オリオールズの控え内野手の中で唯一、堅実な守備力を持っているのは、招待選手としてスプリングトレーニングに参加するルイス・バスケスだ。しかし、バスケスは攻撃面が弱く、直近2年間で43試合に出場しているものの、打率.145、OPS.404にとどまっている。
すでにマイナーオプションが切れているアレクサンダーは、オリオールズの層が薄い内野(一塁を除く)のほか、必要に応じて外野の守備もこなすことができる。オリオールズは今季も二塁ジャクソン・ホリデイ、三塁ジョーダン・ウエストバーグ、遊撃ガナー・ヘンダーソンという内野陣が予定されており、アレクサンダーは開幕ロースター入りを果たせば、この3人のバックアップを務めることになるだろう。
スタットキャストによると、アレクサンダーは平均以上の守備力を持っており、足も速い。昨季のスプリントスピードは秒速28.8フィート(約8.8メートル)で、メジャー全体の上位14%に位置していた。
しかし、アレクサンダーを獲得するためにストラウドを放出したため、オリオールズのブルペンの層は薄くなってしまった。28歳のストラウドは昨季鮮烈なメジャーデビューを飾り、25試合に登板して26回1/3を投げ、防御率1.71の好成績をマーク。力強い投球を見せ、今季は開幕ロースター入りが有力視されていた。ストラウドの移籍により、ブルペンの枠をめぐる競争はさらに白熱することが予想される。
オリオールズは引き続き、先発とブルペンの両方で投手補強の可能性を模索しているため、今回のトレードはスプリングトレーニング開始前、あるいはシーズン開幕前の最後の動きとはならないかもしれない。
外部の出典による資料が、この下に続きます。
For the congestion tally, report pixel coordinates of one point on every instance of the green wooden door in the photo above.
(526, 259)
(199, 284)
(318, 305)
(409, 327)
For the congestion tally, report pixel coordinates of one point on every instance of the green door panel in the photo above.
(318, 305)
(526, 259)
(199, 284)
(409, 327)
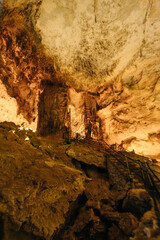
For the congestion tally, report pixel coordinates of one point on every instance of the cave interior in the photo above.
(79, 120)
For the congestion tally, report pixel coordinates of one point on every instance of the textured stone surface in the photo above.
(36, 197)
(87, 155)
(111, 47)
(45, 195)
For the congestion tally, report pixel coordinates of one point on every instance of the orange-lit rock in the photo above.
(109, 47)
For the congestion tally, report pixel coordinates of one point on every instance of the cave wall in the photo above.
(52, 109)
(110, 48)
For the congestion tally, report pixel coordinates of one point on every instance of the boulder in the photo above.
(137, 202)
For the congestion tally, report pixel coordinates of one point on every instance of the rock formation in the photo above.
(53, 190)
(107, 48)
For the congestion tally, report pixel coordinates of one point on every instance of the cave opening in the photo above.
(79, 120)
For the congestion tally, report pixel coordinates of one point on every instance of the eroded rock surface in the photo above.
(47, 193)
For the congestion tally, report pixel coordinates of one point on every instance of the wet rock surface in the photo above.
(47, 192)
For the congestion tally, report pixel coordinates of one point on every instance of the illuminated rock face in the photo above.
(111, 48)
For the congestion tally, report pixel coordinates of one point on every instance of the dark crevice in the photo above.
(73, 212)
(85, 167)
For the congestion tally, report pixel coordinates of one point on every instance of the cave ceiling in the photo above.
(110, 48)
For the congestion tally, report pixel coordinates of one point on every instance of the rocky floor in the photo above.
(55, 189)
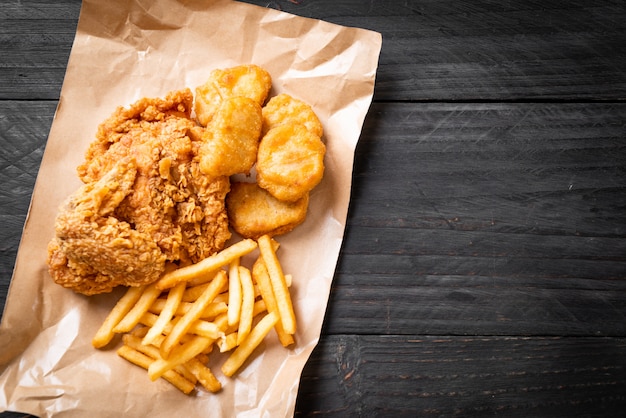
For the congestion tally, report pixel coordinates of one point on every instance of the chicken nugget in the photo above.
(290, 162)
(254, 212)
(284, 109)
(231, 141)
(249, 81)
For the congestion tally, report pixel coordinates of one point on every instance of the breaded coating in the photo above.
(254, 212)
(290, 162)
(249, 81)
(169, 203)
(93, 251)
(286, 110)
(231, 140)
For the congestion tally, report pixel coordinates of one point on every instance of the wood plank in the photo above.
(24, 128)
(35, 42)
(408, 376)
(497, 219)
(462, 218)
(432, 50)
(434, 376)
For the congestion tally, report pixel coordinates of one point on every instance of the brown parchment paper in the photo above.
(125, 50)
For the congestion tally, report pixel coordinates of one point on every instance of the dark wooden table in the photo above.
(484, 265)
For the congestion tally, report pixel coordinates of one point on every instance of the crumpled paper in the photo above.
(123, 51)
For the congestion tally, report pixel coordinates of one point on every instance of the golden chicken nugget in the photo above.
(231, 141)
(254, 212)
(290, 162)
(249, 81)
(284, 109)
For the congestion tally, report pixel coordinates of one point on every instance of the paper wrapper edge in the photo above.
(124, 51)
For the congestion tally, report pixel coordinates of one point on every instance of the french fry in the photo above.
(185, 315)
(185, 322)
(209, 264)
(179, 355)
(204, 375)
(262, 278)
(234, 293)
(245, 349)
(133, 316)
(105, 333)
(153, 352)
(247, 304)
(227, 342)
(144, 361)
(279, 285)
(212, 310)
(171, 304)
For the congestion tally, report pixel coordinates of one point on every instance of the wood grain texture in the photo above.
(415, 376)
(432, 50)
(483, 271)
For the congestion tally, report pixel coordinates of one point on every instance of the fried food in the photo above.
(290, 162)
(249, 81)
(175, 345)
(160, 202)
(93, 251)
(286, 110)
(253, 211)
(231, 141)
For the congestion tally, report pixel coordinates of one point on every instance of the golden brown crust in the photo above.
(249, 81)
(254, 212)
(169, 211)
(290, 162)
(231, 140)
(286, 110)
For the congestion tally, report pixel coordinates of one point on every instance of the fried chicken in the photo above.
(169, 203)
(94, 251)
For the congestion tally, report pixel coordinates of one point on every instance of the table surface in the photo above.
(483, 270)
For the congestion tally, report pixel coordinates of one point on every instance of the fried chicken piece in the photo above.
(231, 140)
(290, 162)
(254, 212)
(170, 201)
(286, 110)
(158, 208)
(249, 81)
(93, 251)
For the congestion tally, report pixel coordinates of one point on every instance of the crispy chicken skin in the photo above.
(168, 203)
(94, 251)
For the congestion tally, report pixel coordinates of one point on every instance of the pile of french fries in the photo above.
(171, 327)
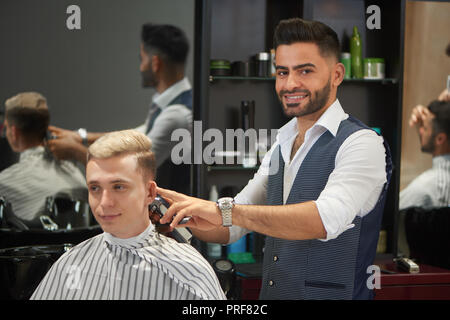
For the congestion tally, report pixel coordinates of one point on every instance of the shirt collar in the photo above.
(163, 99)
(133, 242)
(329, 120)
(442, 159)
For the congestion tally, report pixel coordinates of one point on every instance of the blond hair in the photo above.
(126, 142)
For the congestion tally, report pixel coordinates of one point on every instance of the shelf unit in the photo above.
(232, 30)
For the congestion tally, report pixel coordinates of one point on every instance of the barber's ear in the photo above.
(338, 74)
(14, 132)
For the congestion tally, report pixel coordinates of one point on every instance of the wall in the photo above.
(426, 67)
(90, 76)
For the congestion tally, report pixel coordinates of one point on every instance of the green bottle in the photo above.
(356, 55)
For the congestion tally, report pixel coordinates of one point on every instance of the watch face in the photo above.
(226, 203)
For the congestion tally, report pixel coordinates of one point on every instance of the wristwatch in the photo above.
(83, 134)
(225, 206)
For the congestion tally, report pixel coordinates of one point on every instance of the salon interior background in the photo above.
(90, 76)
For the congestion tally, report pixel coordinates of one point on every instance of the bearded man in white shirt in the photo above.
(319, 194)
(130, 260)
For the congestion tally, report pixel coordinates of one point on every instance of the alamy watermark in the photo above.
(236, 146)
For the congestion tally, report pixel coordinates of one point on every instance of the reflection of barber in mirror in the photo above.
(130, 260)
(163, 54)
(37, 175)
(432, 187)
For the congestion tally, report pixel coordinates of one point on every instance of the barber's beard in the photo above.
(316, 101)
(148, 79)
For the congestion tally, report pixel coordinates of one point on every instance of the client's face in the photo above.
(118, 195)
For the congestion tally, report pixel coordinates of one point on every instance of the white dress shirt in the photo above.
(431, 188)
(172, 117)
(354, 186)
(149, 266)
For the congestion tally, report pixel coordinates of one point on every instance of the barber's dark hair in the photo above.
(441, 121)
(294, 30)
(167, 40)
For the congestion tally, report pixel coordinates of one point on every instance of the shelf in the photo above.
(236, 78)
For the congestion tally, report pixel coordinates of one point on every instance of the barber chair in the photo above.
(64, 220)
(23, 268)
(428, 235)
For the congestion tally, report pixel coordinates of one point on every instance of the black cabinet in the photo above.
(236, 30)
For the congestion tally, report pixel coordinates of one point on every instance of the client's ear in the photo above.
(151, 191)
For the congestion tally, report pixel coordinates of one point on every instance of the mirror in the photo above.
(426, 67)
(83, 56)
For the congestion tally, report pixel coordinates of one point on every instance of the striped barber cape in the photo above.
(147, 267)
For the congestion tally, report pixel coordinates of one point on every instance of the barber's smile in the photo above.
(109, 217)
(294, 99)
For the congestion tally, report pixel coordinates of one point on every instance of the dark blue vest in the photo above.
(169, 175)
(314, 269)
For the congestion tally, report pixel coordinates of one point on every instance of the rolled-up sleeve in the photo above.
(355, 184)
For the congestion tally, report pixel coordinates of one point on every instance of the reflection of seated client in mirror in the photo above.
(37, 175)
(431, 188)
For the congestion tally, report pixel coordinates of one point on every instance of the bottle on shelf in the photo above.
(356, 55)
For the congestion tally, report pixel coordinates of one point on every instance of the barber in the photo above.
(320, 191)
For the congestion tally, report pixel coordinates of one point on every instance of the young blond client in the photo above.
(130, 260)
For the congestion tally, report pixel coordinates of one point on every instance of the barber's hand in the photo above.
(205, 214)
(61, 133)
(444, 96)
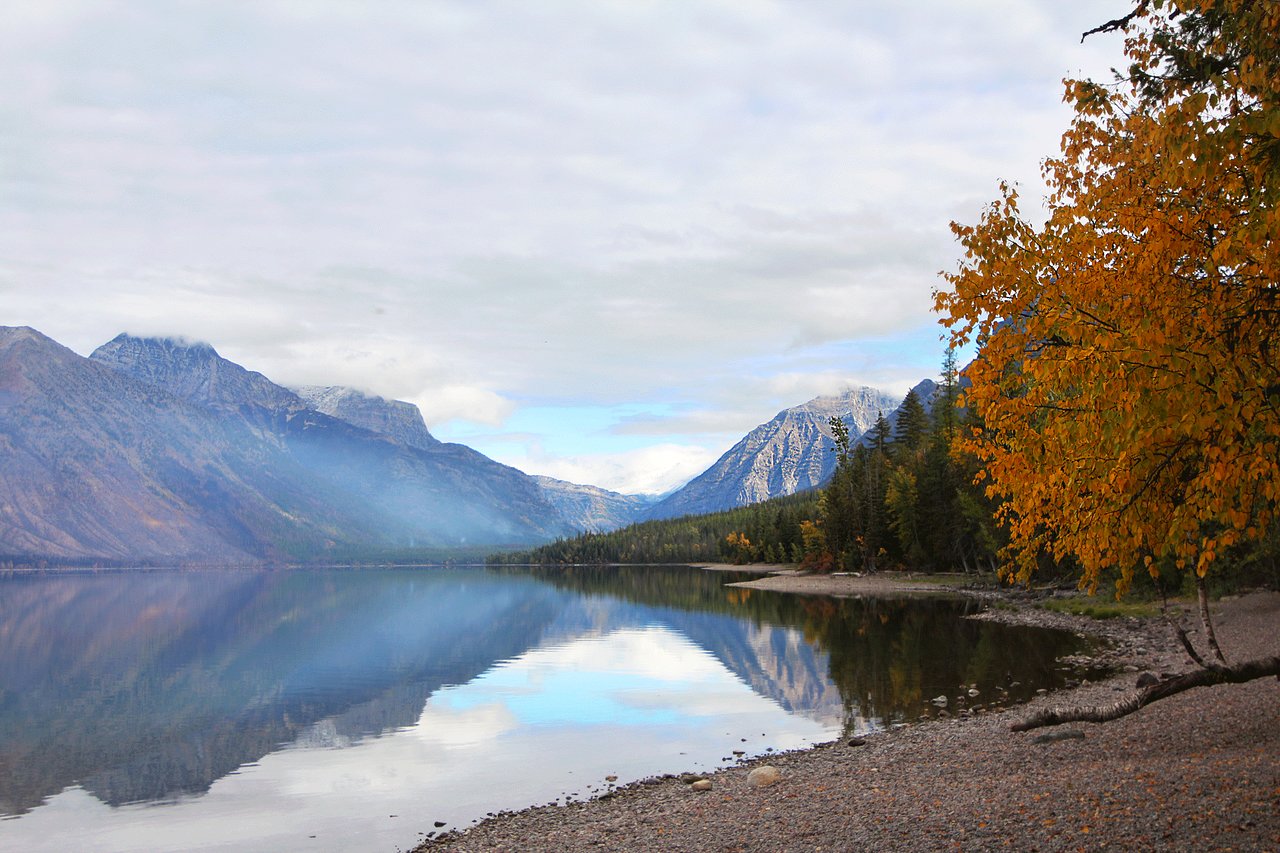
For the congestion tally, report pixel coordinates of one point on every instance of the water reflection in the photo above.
(312, 702)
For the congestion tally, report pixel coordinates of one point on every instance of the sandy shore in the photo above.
(1198, 771)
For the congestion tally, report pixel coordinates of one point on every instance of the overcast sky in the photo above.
(593, 240)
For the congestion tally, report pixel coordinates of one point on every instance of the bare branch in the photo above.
(1202, 593)
(1238, 674)
(1119, 23)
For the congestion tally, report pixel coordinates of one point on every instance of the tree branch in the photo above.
(1238, 674)
(1119, 23)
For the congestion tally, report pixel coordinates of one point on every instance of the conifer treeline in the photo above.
(903, 497)
(769, 530)
(900, 497)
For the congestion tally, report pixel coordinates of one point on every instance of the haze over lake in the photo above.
(319, 710)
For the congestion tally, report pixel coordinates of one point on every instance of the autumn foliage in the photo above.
(1128, 378)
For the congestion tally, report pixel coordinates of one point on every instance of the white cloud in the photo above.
(648, 470)
(475, 205)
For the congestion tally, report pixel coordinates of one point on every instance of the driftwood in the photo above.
(1211, 671)
(1238, 674)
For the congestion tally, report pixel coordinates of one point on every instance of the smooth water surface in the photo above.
(333, 710)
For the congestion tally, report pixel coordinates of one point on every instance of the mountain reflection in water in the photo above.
(151, 687)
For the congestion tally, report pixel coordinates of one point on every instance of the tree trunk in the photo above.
(1238, 674)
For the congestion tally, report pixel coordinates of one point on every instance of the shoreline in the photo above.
(1198, 770)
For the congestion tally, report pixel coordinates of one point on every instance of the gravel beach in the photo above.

オリオールズのバッテリー組(投手と捕手)は10日(同11日)にキャンプ地のフロリダ州サラソタに集合し、シーズン開幕に向けた準備をスタートする。
21歳のアラセナは昨夏のトレード市場で左腕グレゴリー・ソトの対価としてメッツから加入。ドミニカ共和国出身の右腕は昨季マイナー2階級で合計23試合(うち14先発)に登板して92イニングを投げ、防御率2.25、114三振をマークした。
20歳のメヒアもドミニカ共和国出身で、2023年1月に契約。最初の2シーズンはドミニカ共和国のサマーリーグでプレーし、昨季ようやく本国デビューした。ルーキー級では47試合に出場して打率.274、2本塁打、23打点、6盗塁、OPS.829を記録。ハイAでも2試合に出場し、5打数1安打(打率.200)だった。